Tamil civilians endured horror

This week an estimated 100,000 ethnic Tamils fled from the no-fire zone turned battlefield between Sri Lanka's government and the Liberation Tigers of Tamil Eelam (LTTE) in the country's northern Vanni region.

This dramatic mass exodus comes after civilians survived for four months on a 17 kilometer (10.5 mile) strip of land abutting the Indian Ocean. There the civilians were reportedly kept hostage at gunpoint and used as a human shield by the LTTE, while being shelled repeatedly by military forces.

According to the International Committee of the Red Cross (ICRC), 4,500 civilians were killed in the last three months.

The war is not over for the civilians who still remain trapped in the combat zone. Estimates of the exact number vary wildly: A government source said Thursday that there were no more than 15,000 people, while aid agencies estimate that at least 50,000 remained. A Sri Lankan medical doctor still in the combat zone said he believes 200,000 were stuck there.

Aid agencies fear that as the battle enters its final stage, casualties could reach their highest levels yet.

"One only needs to imagine: thousands of children, women and men stranded in the very midst of the combat zone," said Pierre Krahenbul, director of operations for the ICRC on Tuesday. "Every rocket or mortar fired is wounding or killing civilians."

Since November 2008, the Vanni has been completely off limits to independent media and most aid agencies. What small pieces of information have leaked out describe civilians trapped in an ongoing nightmare.

Extreme food and water shortages have led to malnutrition, and these hardships are further exacerbated by the local equatorial climate. A lack of necessary medicines has resulted in the deaths of children from diarrhea and other treatable diseases. Civilians have been living under patched-together tarpaulin tents, leaving them exposed to aerial bombardments. Even minor injuries from shrapnel are life-threatening because of a lack of clean bandages or antibiotics.

A March 2009 situation report issued by local medical staff from the combat zone describes how the only hospital facility in the area — a single concrete building, crowded with people lying on floors — was treating 120 to 150 casualties, 30 to 50 pregnant mothers, and more than 400 in-ward patients every day.

In addition, the "number of newly diagnosed, agitated mentally ill clients has been showing significant rise," the report said.

Though they have survived these horrific conditions, the tens of thousands of traumatized civilians who fled this past week face another major hurdle, as the government attempts to provide them with shelter, food, water and medical attention.

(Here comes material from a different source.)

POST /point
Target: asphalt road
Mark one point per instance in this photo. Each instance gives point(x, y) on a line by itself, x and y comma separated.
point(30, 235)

According to an aid worker in Vavuniya, the town where at least 40,000 internally displaced people (IDPs) from the Vanni are already living in camps, the government is "completely unprepared." Coordination with aid agencies, they said, is "nonexistent" and no one knows yet where the massive influx of new IDPs will be put.

"When there were 40,000 they couldn't give food and water," said one Tamil resident in Vavuniya. "The new people are sleeping on roads and buses and in open areas. It's a very sad thing."

This week, hospitals in Vavuniya were reportedly overflowing with the number of injured and sick being brought in.

"Our hospital has got about 450 beds, and we’ve now got more than 1,700 patients in the hospital — on the floor, in the corridors, and even outside," said Paul McMaster, a surgeon with Medecins Sans Frontiers (Doctors Without Borders) in Vavuniya. "Buses that bring these people down, people are dying on those buses, and bodies are being taken off the buses sometimes as well."

There are also increasing concerns that the newly escaped civilians are being submitted to screening by government-backed paramilitary groups. At the Omanthai checkpoint in the North, for instance, where people are placed on buses to be taken to Vavuniya, paramilitary members are reportedly present, pointing fingers at those they believe to be LTTE members or sympathizers.

Thus far, aid groups have not been able to monitor what happens to civilians as they leave the war zone, raising fears that many could be swept up in the government's hunt for combatants.

Although the current conflict between the government and LTTE appears to be in its last days and even hours, the future for the war-afflicted civilians remains a difficult one.

"Those who left in past days and hours are totally devastated after months of exposure to the fighting and after the loss of close relatives and property. They face much uncertainty about their future, personal security and family members left behind in the combat zone, who may well be missing," Krahenbuhl said.

(Maura R. O'Connor recently returned from a reporting trip to Sri Lanka sponsored by the Pulitzer Center on Crisis Reporting.)